No início dos anos noventa, duas advogadas americanas, Ellen Alderman e Caroline Kennedy, publicaram um livro que em breve se tornou num best-seller: “The right to privacy”, em que as autoras passavam em revista diversas abordagens do tema, como a protecção da privacidade em casos de abuso policial, violação pelos media no local de trabalho, o voyeurismo permitido pela sociedade de informação.

Recordei este livro, porque talvez algumas das mais interessantes páginas são aquelas em que Alderman e Kennedy analisam o que designam por “t right to be left alone”. Não se tratava de uma absoluta novidade. A expressão já aparecera ainda no século XIX, em 1890, num “paper” publicado por Samuel Warren e Louis Brandeis, mais tarde juiz do Supremo Tribunal Federal. Segundo eles, uma invasão de privacidade causa danos que só parcialmente são físicos. “Pensamentos, emoções e sentimentos também exigem protecção pela lei.”

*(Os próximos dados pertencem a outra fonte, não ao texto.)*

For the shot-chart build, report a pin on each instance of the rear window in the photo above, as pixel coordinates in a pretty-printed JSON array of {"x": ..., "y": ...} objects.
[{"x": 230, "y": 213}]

A doutrina demorou quase 60 anos a identificar o que devia merecer a tutela da lei em matéria de protecção da privacidade: intromissão não consentida; divulgação pública de assuntos privados; utilização e falsa qualificação por terceiros (nomeadamente os media) da imagem, nome ou atributos dos visados; e apropriação, o uso da identificação de uma pessoa para retirar vantagens lícitas ou ilícitas sem consentimento daquela.

Durante todo o século XX, na ordem jurídica das democracias de ambos os lados do Atlântico a questão da tutela da privacidade foi levantada, tanto em casos de violação pelo Poder Público como por abuso por privados, muitas vezes obrigando ao recurso aos tribunais que até hoje não produziram uma jurisprudência uniforme.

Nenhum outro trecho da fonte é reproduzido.